Nashville Predators defenseman P.K. Subban remembers the first time he met Willie O'Ree.
Subban remembers his father Karl telling him as a child about O'Ree, who broke the NHL's color barrier when he made his debut with the Boston Bruins on Jan. 18, 1958, against the Montreal Canadiens, the team that would eventually draft and develop Subban and with which he would play his first six seasons in the NHL.
"It was pretty amazing just knowing what he's done for the game of hockey," Subban said. "He's such a significant individual. It was pretty special for me to meet him.
"He's a great hockey player but he's an even greater person in terms of the perseverance and the determination that he had to be successful."
O'Ree was an example back then for kids of various backgrounds that a future in hockey was possible. Subban is in a similar position today to help further diversify the NHL by inspiring another generation of kids to do as he has.
"I think I just want to focus on being the best player that I can be and being the best role model that I can be by just doing all the right things, not just for black kids or kids from different backgrounds, but for all kids who play the game," Subban said. "You want them to look at you in a positive light."

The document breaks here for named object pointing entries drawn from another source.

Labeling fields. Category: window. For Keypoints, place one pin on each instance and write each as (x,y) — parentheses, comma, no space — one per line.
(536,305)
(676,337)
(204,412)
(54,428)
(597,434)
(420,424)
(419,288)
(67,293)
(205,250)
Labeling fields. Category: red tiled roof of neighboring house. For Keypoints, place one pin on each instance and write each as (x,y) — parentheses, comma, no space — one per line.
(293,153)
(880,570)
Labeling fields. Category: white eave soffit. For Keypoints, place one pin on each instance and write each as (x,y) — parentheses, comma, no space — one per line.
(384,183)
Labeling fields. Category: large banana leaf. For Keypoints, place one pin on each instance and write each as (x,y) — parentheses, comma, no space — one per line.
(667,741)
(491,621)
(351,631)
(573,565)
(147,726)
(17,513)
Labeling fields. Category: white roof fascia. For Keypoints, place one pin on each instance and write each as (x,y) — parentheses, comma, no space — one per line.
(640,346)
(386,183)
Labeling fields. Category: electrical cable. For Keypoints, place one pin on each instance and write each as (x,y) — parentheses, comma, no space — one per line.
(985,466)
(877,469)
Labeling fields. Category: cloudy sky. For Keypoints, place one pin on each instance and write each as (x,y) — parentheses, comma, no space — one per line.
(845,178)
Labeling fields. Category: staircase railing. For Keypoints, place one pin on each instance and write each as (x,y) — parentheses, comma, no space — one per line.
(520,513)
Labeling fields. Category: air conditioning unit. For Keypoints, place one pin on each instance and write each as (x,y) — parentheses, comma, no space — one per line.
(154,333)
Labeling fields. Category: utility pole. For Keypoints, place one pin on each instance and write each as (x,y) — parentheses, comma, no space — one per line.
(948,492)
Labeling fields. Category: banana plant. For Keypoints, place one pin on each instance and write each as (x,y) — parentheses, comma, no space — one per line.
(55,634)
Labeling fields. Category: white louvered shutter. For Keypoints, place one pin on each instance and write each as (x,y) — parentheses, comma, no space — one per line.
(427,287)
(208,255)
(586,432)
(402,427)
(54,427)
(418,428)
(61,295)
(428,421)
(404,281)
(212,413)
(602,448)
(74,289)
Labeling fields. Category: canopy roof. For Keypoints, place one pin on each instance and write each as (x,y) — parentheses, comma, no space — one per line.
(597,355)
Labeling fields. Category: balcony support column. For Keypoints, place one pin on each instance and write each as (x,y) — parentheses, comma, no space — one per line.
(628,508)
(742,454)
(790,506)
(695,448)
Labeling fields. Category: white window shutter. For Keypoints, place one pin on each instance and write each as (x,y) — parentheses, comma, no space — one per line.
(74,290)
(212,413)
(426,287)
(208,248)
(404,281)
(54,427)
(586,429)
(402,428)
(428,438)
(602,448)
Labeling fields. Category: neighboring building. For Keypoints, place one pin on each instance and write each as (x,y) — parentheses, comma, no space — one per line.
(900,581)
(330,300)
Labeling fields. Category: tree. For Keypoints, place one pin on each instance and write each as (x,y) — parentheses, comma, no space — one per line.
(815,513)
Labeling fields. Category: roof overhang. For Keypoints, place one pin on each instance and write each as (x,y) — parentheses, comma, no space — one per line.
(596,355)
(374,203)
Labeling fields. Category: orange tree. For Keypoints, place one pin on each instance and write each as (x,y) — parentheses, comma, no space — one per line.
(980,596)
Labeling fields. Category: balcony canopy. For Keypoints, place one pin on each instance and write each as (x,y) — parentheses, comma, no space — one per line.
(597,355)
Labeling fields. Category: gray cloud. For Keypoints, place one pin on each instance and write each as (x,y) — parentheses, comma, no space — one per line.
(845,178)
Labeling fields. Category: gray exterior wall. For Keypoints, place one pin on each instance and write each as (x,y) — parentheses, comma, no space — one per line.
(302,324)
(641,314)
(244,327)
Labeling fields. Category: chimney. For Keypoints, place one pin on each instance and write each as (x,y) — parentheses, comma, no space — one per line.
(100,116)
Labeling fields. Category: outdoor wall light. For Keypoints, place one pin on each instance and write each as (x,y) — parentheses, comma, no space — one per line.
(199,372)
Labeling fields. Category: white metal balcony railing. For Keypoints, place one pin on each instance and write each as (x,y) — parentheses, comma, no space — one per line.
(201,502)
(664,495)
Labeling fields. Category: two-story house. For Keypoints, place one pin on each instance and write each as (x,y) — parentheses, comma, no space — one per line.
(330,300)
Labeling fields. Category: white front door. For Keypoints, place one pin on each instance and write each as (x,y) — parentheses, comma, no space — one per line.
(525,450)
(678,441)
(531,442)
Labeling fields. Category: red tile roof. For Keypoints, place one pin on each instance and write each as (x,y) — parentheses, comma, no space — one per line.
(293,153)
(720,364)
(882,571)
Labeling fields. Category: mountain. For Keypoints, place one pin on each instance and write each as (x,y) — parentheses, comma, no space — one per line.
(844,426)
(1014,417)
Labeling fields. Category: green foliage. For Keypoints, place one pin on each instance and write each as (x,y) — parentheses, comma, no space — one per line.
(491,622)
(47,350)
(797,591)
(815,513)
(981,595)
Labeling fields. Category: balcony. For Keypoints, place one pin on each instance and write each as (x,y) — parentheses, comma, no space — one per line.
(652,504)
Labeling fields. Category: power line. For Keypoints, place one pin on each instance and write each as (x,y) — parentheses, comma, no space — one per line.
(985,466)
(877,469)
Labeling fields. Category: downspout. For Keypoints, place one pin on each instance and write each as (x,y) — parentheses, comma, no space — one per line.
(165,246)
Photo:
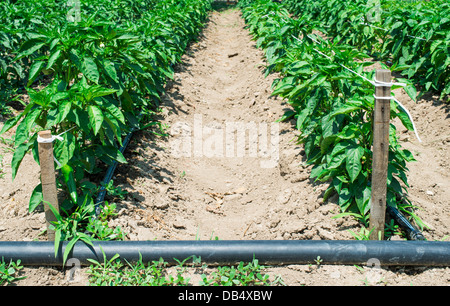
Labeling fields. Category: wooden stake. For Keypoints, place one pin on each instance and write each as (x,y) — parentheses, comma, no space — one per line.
(48,180)
(380,155)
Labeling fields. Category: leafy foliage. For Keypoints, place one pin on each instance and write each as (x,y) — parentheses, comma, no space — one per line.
(93,73)
(415,38)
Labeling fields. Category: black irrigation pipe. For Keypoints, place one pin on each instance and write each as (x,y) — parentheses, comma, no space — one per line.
(282,252)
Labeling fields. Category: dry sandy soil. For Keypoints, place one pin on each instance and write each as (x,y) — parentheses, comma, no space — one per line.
(191,185)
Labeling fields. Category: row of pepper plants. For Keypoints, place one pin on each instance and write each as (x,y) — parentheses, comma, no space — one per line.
(333,107)
(413,37)
(94,69)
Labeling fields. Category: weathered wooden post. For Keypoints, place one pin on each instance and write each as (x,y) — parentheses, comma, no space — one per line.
(48,179)
(380,154)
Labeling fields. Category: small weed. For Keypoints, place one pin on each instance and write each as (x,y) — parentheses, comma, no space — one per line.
(113,272)
(8,272)
(115,191)
(243,275)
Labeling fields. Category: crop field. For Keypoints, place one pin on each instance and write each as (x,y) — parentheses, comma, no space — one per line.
(201,120)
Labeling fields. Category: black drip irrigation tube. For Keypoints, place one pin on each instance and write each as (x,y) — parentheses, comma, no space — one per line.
(109,174)
(412,233)
(280,252)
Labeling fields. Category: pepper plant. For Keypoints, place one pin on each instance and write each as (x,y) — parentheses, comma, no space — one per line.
(333,107)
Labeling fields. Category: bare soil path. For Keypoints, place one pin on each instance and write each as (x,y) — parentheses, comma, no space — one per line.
(205,181)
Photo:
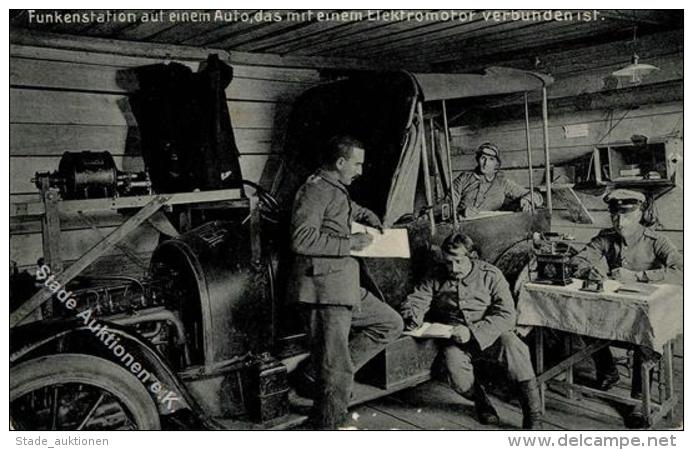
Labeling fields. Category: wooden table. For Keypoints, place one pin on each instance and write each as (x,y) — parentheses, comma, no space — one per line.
(639,314)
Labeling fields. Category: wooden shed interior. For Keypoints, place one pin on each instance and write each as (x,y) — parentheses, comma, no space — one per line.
(67,94)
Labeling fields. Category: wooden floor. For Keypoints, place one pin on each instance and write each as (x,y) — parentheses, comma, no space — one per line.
(434,406)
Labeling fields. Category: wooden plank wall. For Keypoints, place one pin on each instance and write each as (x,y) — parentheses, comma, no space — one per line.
(603,124)
(69,100)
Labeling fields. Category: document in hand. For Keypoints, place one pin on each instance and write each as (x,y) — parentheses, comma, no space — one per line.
(392,243)
(432,330)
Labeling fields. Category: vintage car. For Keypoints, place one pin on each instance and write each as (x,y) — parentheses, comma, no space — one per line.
(206,339)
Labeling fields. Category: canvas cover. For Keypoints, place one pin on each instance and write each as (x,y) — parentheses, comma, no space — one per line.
(378,108)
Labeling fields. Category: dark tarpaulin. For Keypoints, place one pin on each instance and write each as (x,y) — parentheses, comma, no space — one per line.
(185,128)
(374,107)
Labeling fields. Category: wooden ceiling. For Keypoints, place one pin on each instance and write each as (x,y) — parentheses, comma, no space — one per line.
(434,44)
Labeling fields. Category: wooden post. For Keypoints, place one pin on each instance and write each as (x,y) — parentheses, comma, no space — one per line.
(667,376)
(50,235)
(427,175)
(539,354)
(436,172)
(529,154)
(448,154)
(254,224)
(646,370)
(83,262)
(547,156)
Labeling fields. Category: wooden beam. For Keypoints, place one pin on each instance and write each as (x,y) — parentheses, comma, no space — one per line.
(167,51)
(114,204)
(82,263)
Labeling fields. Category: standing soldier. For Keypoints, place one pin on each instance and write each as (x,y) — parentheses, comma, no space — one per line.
(630,251)
(348,324)
(474,296)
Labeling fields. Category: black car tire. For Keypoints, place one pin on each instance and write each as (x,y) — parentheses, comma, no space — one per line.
(89,370)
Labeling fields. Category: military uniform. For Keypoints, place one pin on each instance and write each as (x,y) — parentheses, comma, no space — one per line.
(647,253)
(481,301)
(474,191)
(348,324)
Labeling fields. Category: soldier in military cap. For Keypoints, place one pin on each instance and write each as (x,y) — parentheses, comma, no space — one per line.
(630,251)
(486,188)
(474,296)
(348,323)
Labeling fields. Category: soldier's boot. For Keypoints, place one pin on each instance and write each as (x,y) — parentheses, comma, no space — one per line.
(484,409)
(530,402)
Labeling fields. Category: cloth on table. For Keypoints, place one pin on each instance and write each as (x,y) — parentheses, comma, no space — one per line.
(650,317)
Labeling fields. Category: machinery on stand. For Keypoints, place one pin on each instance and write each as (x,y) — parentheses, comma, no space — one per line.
(207,321)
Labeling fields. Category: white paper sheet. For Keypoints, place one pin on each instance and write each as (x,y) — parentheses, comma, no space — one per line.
(393,243)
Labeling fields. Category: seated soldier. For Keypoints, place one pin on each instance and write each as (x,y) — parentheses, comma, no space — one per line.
(474,296)
(630,251)
(486,188)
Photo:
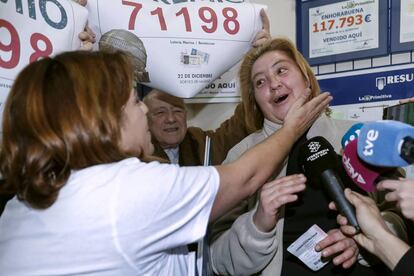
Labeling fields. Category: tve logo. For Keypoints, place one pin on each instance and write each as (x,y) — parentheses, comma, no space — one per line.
(372,136)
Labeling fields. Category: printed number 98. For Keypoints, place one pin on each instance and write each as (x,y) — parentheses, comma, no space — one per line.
(14,46)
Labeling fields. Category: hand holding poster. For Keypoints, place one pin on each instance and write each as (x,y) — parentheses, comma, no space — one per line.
(188,44)
(32,29)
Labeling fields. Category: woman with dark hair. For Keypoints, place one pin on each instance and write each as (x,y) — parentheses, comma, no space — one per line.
(254,236)
(74,150)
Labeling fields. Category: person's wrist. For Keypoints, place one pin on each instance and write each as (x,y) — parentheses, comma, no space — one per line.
(263,222)
(389,248)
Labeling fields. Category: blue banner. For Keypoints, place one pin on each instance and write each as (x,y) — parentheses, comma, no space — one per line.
(371,87)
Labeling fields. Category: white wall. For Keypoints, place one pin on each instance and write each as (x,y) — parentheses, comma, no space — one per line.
(282,17)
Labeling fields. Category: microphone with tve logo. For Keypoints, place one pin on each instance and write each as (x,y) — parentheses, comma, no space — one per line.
(362,174)
(386,144)
(319,162)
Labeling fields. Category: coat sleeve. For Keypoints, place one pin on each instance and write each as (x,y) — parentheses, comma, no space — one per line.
(228,134)
(405,265)
(242,249)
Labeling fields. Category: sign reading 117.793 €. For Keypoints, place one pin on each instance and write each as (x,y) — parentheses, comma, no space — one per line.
(343,29)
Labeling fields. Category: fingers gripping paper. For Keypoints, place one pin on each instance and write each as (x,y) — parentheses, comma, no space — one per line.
(188,44)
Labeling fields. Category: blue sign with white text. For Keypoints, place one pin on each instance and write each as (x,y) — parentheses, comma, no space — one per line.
(371,87)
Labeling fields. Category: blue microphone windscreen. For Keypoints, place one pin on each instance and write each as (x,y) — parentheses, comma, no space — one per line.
(379,143)
(351,134)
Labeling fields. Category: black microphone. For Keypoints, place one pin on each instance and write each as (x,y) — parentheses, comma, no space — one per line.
(320,162)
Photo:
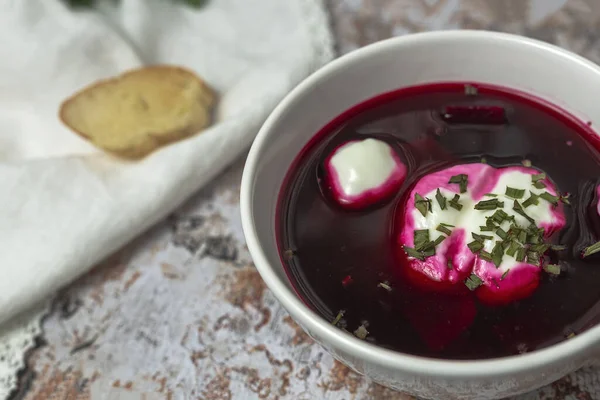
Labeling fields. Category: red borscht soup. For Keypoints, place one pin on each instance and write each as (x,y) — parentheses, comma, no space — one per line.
(449,220)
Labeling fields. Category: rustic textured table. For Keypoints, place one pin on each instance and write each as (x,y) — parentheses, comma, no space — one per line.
(182,313)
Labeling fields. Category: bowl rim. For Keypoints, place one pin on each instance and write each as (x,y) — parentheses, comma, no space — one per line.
(370,353)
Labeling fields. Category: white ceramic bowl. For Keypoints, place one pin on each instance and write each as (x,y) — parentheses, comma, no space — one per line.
(546,71)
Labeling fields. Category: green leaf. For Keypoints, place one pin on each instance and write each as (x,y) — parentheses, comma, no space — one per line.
(443,229)
(501,233)
(533,257)
(532,200)
(420,238)
(512,249)
(489,204)
(499,216)
(473,282)
(549,198)
(414,253)
(455,204)
(538,177)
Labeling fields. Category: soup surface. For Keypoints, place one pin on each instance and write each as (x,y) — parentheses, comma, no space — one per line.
(355,262)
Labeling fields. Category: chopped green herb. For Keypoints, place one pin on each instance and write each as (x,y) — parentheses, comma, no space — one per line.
(338,317)
(439,240)
(519,210)
(533,257)
(514,193)
(512,249)
(475,246)
(440,199)
(593,249)
(501,233)
(553,269)
(520,257)
(538,177)
(414,253)
(443,229)
(533,239)
(549,198)
(532,200)
(485,255)
(462,181)
(497,254)
(455,204)
(422,204)
(489,204)
(420,238)
(473,282)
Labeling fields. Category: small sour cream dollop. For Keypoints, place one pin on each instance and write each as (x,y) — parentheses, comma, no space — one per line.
(486,228)
(360,173)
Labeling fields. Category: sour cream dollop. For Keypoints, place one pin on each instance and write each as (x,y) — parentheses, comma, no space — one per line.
(360,173)
(458,263)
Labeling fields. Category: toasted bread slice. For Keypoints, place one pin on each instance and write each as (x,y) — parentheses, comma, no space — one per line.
(137,112)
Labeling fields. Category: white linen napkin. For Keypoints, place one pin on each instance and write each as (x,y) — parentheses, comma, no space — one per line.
(64,205)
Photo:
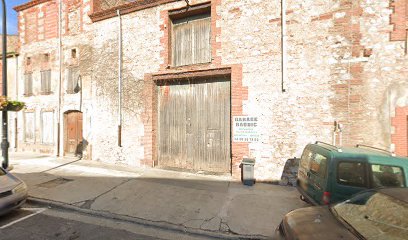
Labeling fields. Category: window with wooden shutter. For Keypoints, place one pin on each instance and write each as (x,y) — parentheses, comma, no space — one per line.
(47,127)
(46,82)
(29,127)
(28,84)
(72,79)
(191,38)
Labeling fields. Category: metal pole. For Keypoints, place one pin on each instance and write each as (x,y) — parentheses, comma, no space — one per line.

There is still a lot of work to be done in terms of opening hockey to new communities, and the NHL has a number of initiatives in place to make that happen.
O'Ree has been the NHL's Director of Youth Development and an ambassador for NHL Diversity since 1998, helping 36 youth hockey organizations and exposing more than 100,000 boys and girls of various backgrounds to the game every year as part of the NHL's Hockey is for Everyone initiative.
"I think they've done a great job to grow the game," Subban said, "finding new, creative ways to get people involved in new communities and new fan bases."